Lo “spoofing” delle contrattazioni
Ma non è solamente una questione di “cinguettii” o di Artificial intelligence. Ci sono altre situazioni che, sempre agevolate dalla “iper-tecnologizzazione” dei listini, sono riconducibili allo schema delle “fake news”. Così è, ad esempio, per il cosiddetto “spoofing”. Si tratta di un’operazione ben precisa, considerata illecita dalla normativa sulla “Market abuse”, che consiste nell’immettere sul mercato un ampio flusso di proposte di negoziazione tramite sistemi computerizzati. La finalità? Quella di creare delle informazioni fittizie (“fake news”) per orientare a piacimento le contrattazioni. Facciamo un esempio. Ipotizziamo che il soggetto A voglia comprare un titolo la cui quotazione è però per lui troppo alta. A fronte di ciò A, dotato di un sistema di trading ad alta frequenza, “spara” nel book di contrattazione di quel titolo una valanga di proposte di negoziazione di vendita. Proposte, si badi bene, appena superiori a quella migliore presente sul mercato per evitare l’eventuale loro immediata esecuzione. Orbene: in un simile contesto i “tradizionali” investitori, vedendo la “finta” pressione ribassista, sono spinti a vendere. Così facendo, mentre il soggetto A ritira in un millisecondo le sue proposte di cessione del titolo, le quotazioni realmente calano. A questo punto A potrà, dopo che il prezzo del titolo è calato, acquistare realmente l’asset al valore da lui voluto. Insomma: una”fake news”, il falso flusso in vendita, consente ad A di comprare al livello che lui desidera.

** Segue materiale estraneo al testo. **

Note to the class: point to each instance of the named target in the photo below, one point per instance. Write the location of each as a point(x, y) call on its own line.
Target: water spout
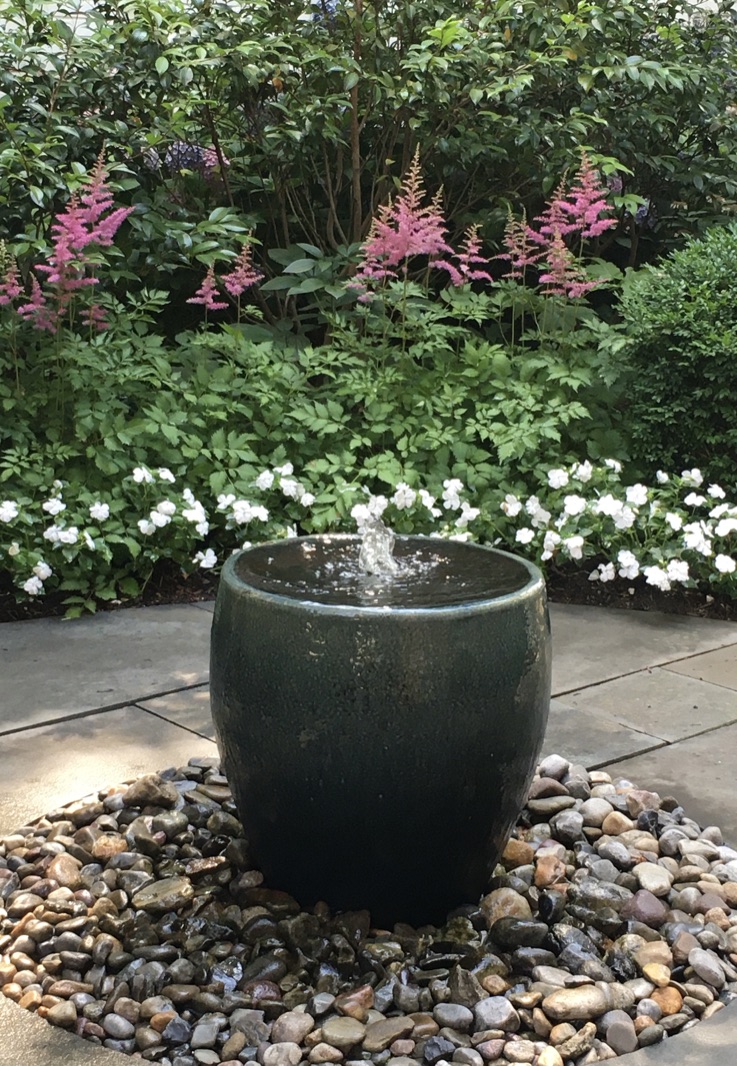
point(377, 546)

Gli esempio di “fake news” potrebbero, a ben vedere, continuare. Al di là, però, dei singoli casi descritti è per l’appunto chiaro come l’innovazione tecnologica della struttura dei mercati abbia il suo lato oscuro. Certo: l’evoluzione dei listini, sostengono in molti, ha comportato maggiore efficienza, trasparenza e minori costi nelle contrattazioni. Inoltre la trasformazione delle Borse è andata di pari passo con la più ampia digitalizzazione della società.

Ciò detto, però, non può negarsi che quello delle cyber “fake news” in Borsa è un tema troppo spesso dimenticato. Le autorità di vigilanza e il legislatore hanno stretto le maglie. In tal senso può ricordarsi la stessa direttiva sulla “Market abuse”. Oppure i vincoli posti da Borsa italiana agli Hft nella gestione delle proposte di negoziazione. O, ancora, i controlli e i regolamenti definiti dalla Sec. Ma tutto questo non basta. Quando il sistema in sé “agevola” certi meccanismi il rischio è che il ladro sia sempre due passi davanti alle guardie.